Weniger erfreulich wirken auch die Zahlen der Kreisstadt: In Ebersberg fehlen laut Statistik 17 Krippen- und 41 Kindergartenplätze. Doch mittlerweile sieht es laut Annemarie Pfleger, der Verantwortlichen im Rathaus, schon wieder besser aus: Im alten Schulhaus von Oberndorf stehe von Herbst an ein neuer Kindergarten mit 50 Plätzen zur Verfügung, und im Krippenbereich seien sogar noch ein paar einzelne Plätze frei. "Trotzdem brauchen wir mehr", sagt Pfleger, deswegen entstehe am Volksfestplatz gerade eine neue Krippe für ebenfalls 50 Kinder. Für Pfleger ist es "eine Kunst", die Bedarfsentwicklung vorauszusehen - doch nicht nur die Planung belaste die Kommunen, sondern auch die Umsetzung: "Es ist eine erhebliche finanzielle Leistung, die wir da stemmen müssen." Jede Kita koste die Stadt viel Geld - erst müsse gebaut, dann der Betrieb bezuschusst werden. "Noch dazu kommt, dass es sehr schwierig ist, Träger zu finden, die angesichts der Personalnot neue Einrichtungen übernehmen wollen", so Pfleger.

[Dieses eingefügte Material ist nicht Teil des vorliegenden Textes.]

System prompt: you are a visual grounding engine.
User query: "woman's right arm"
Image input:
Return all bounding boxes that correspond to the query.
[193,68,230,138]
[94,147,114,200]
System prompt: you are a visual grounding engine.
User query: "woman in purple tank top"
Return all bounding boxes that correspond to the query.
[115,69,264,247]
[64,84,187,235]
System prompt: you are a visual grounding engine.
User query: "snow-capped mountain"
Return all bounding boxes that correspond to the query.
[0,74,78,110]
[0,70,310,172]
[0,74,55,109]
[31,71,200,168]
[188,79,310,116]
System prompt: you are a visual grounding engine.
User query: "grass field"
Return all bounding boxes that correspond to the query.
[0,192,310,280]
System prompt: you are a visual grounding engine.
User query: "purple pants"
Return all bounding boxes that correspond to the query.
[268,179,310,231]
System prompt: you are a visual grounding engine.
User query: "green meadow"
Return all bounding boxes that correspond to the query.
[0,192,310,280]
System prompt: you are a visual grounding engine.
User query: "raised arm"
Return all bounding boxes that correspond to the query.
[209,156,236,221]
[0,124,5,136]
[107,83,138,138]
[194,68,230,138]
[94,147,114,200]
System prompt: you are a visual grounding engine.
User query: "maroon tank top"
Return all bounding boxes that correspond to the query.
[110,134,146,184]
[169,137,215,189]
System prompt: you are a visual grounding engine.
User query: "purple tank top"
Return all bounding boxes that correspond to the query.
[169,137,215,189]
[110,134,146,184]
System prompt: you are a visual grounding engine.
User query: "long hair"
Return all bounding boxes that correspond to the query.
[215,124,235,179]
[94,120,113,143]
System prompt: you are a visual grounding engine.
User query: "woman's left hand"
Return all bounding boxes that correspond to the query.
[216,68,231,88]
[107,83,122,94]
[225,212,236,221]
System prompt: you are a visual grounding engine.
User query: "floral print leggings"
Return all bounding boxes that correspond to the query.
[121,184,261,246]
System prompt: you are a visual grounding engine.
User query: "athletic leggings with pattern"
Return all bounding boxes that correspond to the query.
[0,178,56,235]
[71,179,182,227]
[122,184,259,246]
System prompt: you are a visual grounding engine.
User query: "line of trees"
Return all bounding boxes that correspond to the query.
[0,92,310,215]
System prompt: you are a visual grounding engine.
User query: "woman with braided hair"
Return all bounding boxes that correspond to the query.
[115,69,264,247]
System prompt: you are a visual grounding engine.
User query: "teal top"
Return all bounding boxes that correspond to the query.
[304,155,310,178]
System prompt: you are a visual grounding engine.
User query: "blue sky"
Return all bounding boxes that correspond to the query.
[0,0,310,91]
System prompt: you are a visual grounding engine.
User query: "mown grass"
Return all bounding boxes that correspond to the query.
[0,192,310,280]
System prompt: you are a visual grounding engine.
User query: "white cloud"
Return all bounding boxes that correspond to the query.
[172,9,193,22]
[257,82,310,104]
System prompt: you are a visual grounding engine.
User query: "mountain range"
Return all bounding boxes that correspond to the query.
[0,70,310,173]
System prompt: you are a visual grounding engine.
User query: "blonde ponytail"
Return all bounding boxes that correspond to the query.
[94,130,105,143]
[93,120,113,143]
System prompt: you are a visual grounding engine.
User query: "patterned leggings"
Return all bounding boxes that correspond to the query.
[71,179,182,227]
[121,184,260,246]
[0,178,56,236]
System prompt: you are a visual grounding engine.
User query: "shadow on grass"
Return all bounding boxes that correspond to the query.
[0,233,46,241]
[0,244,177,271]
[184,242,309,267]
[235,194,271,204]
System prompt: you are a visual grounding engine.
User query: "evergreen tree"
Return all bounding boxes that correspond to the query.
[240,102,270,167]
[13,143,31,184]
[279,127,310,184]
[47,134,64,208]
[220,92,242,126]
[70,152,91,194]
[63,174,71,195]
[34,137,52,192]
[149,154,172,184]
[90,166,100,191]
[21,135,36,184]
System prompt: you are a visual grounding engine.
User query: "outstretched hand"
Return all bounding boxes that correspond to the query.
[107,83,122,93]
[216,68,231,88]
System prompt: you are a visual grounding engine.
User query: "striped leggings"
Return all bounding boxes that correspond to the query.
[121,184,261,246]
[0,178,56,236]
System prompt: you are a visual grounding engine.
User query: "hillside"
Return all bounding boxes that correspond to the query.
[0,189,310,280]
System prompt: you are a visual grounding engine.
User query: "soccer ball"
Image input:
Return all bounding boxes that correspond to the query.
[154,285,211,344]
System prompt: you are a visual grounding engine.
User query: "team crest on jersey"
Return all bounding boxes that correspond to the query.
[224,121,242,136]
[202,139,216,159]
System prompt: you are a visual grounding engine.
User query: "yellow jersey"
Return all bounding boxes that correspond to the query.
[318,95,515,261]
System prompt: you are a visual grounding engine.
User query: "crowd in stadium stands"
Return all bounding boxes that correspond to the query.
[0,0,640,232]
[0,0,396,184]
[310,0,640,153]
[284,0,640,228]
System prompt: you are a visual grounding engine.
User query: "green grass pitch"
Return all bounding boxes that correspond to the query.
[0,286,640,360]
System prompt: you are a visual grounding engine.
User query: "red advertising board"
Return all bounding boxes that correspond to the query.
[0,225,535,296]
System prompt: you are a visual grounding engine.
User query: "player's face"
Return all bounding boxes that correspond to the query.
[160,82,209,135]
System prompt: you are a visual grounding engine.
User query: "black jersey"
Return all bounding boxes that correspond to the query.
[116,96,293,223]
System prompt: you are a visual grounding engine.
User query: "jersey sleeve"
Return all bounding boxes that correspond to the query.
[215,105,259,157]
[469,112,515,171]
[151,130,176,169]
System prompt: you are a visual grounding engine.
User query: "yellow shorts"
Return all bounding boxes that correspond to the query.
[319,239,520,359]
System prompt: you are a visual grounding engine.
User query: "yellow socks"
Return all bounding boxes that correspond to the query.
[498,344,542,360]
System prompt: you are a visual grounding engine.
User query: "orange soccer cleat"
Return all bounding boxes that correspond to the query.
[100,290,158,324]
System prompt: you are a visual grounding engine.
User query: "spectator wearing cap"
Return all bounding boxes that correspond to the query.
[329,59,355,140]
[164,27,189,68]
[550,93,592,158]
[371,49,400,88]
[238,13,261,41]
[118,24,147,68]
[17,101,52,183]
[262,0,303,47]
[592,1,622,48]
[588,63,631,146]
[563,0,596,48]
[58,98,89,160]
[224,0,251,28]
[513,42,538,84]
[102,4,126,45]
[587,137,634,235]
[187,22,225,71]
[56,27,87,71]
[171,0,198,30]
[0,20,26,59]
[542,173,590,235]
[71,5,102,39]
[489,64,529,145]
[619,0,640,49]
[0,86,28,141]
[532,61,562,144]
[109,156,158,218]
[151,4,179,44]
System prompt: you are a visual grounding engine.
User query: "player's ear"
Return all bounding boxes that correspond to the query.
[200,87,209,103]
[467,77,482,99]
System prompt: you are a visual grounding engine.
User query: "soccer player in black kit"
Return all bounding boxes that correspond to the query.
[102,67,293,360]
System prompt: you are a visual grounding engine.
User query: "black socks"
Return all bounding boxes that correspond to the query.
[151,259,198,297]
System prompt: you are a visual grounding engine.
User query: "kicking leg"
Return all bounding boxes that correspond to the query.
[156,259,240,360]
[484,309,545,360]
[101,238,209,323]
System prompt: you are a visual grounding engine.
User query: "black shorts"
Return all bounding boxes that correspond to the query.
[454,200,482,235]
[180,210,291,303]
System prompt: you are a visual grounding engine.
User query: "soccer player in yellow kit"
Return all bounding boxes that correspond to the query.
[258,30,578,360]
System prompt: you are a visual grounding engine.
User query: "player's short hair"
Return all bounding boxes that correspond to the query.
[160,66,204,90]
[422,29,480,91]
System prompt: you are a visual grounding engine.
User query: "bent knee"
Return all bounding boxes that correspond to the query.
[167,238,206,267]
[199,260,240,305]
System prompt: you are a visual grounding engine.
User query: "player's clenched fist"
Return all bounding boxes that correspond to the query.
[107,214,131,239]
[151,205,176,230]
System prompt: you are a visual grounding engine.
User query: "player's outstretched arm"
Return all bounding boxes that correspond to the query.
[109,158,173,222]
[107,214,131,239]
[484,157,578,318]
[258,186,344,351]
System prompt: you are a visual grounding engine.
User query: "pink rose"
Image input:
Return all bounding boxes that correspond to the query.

Das weiß man auch im Landratsamt: "Insgesamt bleibt festzustellen, dass der Bedarf an Kinderbetreuungsplätzen weiter steigt und dieser, auch wegen fehlender Fachkräfte, nur schwer zu befriedigen ist", schreibt Norbert Neugebauer, der Büroleiter des Landrats. Deswegen werde von Seiten des Kreisjugendamtes versucht, die Kindertagespflege auszubauen. In problematischen Fällen versuche die Kindertagesstätten-Aufsicht zu vermitteln, und zwar: entweder freie Plätze in anderen Gemeinden, Personal über die Aushilfsbörse beziehungsweise andere Träger oder eben Plätze in der Kindertagespflege. Außerdem verweist man darauf, dass im Gegensatz zu Krippe und Kindergarten im Hortbereich kein Rechtsanspruch besteht: "Die Kinder können, je nach Einzelfall, in sonstigen geeigneten Einrichtungen wie Mittagsbetreuungen oder offenen Ganztagesschulen untergebracht werden."